That Was The Week That Was

Here…

• My favorite movie of the year is a documentary on teaching by one of my best friends.

• Latest evidence that it’s hard to define “evangelical,” the wide range of evangelical responses to a wedding sermon.

• The best version of the “Pietist option” is probably a multiethnic church.

…There and Everywhere

• Paige Patterson, the controversial president of Southwestern Baptist Theological Seminary, was finally removed from office (but kept on as president emeritus and possibly theologian-in-residence).

(One positive result of that story: it gave Andrea Turpin a platform to share some of her research on Christianity and women’s higher education.)

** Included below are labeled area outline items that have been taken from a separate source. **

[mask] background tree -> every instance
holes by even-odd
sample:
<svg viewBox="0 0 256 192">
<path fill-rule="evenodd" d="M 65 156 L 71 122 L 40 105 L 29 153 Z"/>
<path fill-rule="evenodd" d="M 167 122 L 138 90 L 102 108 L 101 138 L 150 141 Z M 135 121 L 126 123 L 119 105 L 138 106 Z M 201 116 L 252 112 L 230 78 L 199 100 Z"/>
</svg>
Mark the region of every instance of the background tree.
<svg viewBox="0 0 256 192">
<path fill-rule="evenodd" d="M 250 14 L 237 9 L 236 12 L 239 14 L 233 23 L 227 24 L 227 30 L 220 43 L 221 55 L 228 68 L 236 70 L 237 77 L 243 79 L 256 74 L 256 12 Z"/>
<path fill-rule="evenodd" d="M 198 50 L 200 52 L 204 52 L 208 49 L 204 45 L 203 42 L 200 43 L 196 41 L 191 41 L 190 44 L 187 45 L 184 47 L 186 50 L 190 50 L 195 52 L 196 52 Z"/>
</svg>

• It doesn’t sound like we’ve heard the last of the controversy around Patterson, who is still scheduled to address the Southern Baptist Convention during its annual meeting next month.

Southwestern Baptist Theological Seminary
Carroll Memorial Building at Southwestern Baptist Theological Seminary – Wikimedia

• Also forced out… Grove City College psychologist and blogger Warren Throckmorton, from his blog at Patheos Evangelical. Here too, I’m sure we haven’t heard the full story…

• A new study by sociologist Francesca Tripodi finds that conservative Christians often “[draw] upon the same kinds of skills taught in Bible study to determine if the news they were reading was accurate.” (H/T Kristin Du Mez)

• Jay Phelan wondered if “evangelicalism will die along with Billy Graham. Something called evangelicalism will remain, but it will be indistinguishable from fundamentalism.”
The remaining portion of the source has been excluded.